On 28th April 2020, Reporters Without Borders (RSF) condemned the piece. Daniel Bastard, the head of RSF’s Asia-Pacific desk said:

“No authority, and certainly not a military officer, should be arguing in favour of placing any kind of curb on press freedom. We urge the Fijian government to do what is necessary to guarantee the right of its citizens to inform and be informed, which is an essential ally in combatting the spread of the virus.”

In late March 2020, after the first coronavirus case was confirmed in the western city of Lautoka, police manning a roadblock outside the city prevented delivery of the Fiji Times, the country’s only independent daily. Its pro-government rival, the Fiji Sun, was meanwhile distributed without any problem.

Fiji is ranked 52nd out of 180 countries in RSF's 2020 World Press Freedom Index. RSF said that the media remain "victims of government intimidation".

Two charged for Facebook posts

On 12th June 2020, a 47-year-old businesswoman was charged with one count of committing a malicious act contrary to Section 15 (a) of the Public Order (Amendment) Act.

The woman, Faith Grace, reportedly shared misinformation on Facebook that Queen Victoria School, a boarding school, would be closed by the government and teachers and current students would be relocated to other schools. She had also allegedly called for a protest against the matter. Her post was “allegedly intended to create or foster public alarm, anxiety or disaffection”.

Under her bail conditions, Grace has been ordered not to obtain any travel documents and not to reoffend while on bail. The case has been adjourned to 21st September for a plea.

In another case, in April 2020, a legal consultant, Meline Buadromo was charged for violating the Public Order Act over a social media post accusing the police of being responsible for the death of a remand prisoner. Police said the man died while being transferred to the hospital from the corrections facility and was therefore in the custody of prison officials and not police. Buadromo also claimed the victim was arrested for breaching curfew but police said the man had been held on burglary charges.

UN and regional Special Rapporteurs have made clear in a joint declaration on freedom of expression and “fake news” that “general prohibitions on the dissemination of information based on vague and ambiguous ideas, including ‘false news’ or ‘non-objective information’, are incompatible with international standards for restrictions on freedom of expression”.


Police raid opposition political party offices 

On 9th June 2020, Fiji police raided the offices of two opposition political parties, due to anti-government social media posts.

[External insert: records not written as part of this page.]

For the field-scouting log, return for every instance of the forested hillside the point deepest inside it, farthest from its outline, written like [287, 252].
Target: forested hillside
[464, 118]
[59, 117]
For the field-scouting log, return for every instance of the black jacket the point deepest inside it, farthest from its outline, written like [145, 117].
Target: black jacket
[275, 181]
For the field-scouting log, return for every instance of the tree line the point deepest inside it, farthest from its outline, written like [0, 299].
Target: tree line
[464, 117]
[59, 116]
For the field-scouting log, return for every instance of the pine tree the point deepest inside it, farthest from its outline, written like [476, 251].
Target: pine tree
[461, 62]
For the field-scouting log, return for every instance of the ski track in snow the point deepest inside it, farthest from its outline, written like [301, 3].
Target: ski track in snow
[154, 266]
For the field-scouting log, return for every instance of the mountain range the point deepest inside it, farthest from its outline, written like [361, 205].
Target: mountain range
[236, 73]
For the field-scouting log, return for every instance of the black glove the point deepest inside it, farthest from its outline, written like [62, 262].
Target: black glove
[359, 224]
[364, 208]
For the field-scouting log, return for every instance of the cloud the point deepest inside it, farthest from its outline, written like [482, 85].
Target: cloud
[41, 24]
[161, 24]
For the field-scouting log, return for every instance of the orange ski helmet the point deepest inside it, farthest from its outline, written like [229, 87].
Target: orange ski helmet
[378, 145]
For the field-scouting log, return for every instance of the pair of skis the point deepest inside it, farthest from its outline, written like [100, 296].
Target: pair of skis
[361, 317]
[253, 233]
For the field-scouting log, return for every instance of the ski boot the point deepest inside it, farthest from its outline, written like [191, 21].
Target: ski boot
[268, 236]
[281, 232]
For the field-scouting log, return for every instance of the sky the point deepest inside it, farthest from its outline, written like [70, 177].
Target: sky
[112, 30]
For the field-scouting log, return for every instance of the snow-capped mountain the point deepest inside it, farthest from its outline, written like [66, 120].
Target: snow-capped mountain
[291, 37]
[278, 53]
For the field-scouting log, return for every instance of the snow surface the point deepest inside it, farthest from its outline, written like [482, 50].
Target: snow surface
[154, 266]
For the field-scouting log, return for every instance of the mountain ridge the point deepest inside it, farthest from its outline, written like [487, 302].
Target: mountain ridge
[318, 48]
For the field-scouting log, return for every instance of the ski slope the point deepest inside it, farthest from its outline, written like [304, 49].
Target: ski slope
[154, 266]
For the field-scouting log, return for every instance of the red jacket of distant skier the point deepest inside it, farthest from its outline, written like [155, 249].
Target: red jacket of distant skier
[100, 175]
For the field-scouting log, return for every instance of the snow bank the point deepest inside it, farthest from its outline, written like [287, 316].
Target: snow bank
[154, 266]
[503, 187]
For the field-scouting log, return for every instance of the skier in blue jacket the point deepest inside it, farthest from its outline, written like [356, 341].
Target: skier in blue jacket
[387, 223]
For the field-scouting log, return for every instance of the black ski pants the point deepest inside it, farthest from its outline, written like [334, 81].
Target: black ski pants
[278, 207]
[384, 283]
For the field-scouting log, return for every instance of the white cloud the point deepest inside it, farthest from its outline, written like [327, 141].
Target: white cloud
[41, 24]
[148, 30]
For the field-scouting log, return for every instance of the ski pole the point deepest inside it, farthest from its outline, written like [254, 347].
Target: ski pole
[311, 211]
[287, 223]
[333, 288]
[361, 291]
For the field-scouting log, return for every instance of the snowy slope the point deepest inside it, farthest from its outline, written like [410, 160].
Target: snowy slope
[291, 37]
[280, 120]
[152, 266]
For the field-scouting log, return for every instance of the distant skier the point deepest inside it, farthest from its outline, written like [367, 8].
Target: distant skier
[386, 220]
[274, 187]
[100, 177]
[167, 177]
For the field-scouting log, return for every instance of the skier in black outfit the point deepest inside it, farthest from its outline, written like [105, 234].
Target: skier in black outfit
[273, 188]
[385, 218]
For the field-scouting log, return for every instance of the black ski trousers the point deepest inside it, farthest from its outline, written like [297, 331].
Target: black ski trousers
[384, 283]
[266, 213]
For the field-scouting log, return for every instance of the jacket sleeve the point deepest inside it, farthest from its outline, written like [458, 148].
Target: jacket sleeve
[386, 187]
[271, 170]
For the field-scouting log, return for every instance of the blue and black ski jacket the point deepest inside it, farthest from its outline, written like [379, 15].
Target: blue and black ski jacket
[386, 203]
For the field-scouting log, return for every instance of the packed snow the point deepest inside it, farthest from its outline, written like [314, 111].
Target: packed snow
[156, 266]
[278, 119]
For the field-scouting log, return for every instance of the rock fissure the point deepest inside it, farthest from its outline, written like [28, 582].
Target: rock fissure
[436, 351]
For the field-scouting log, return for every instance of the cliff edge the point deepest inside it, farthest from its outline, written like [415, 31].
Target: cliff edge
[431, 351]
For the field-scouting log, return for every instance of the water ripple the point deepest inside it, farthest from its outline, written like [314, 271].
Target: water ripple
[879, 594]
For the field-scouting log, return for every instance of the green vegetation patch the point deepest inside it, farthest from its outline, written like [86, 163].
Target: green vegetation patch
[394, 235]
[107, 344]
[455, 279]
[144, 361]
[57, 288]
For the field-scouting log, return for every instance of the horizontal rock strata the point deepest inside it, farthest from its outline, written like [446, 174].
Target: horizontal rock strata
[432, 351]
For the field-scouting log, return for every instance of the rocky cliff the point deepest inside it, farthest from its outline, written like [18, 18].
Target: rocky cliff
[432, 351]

According to reports, police raided the office of the National Federation Party (NFP) headquarters and the suspended Social Democratic Liberal Party (SODELPA) after interrogating Ferrel Khan, who is renowned for his anti-government postings on social media sites under his name and on pages such as the Fiji Exposed Forum.

Khan had claimed to have worked for political parties and individual opposition politicians and was getting paid. NFP and SODELPA have both denied that they had anything to do with Khan.

He had approached the Fijian Broadcasting Corporation (FBC) in February 2020, wanting to come clean about his dealings. Following this meeting, FBC gave Khan a pen camera and told him to bring evidence of his claims, but four months later nothing has been forthcoming.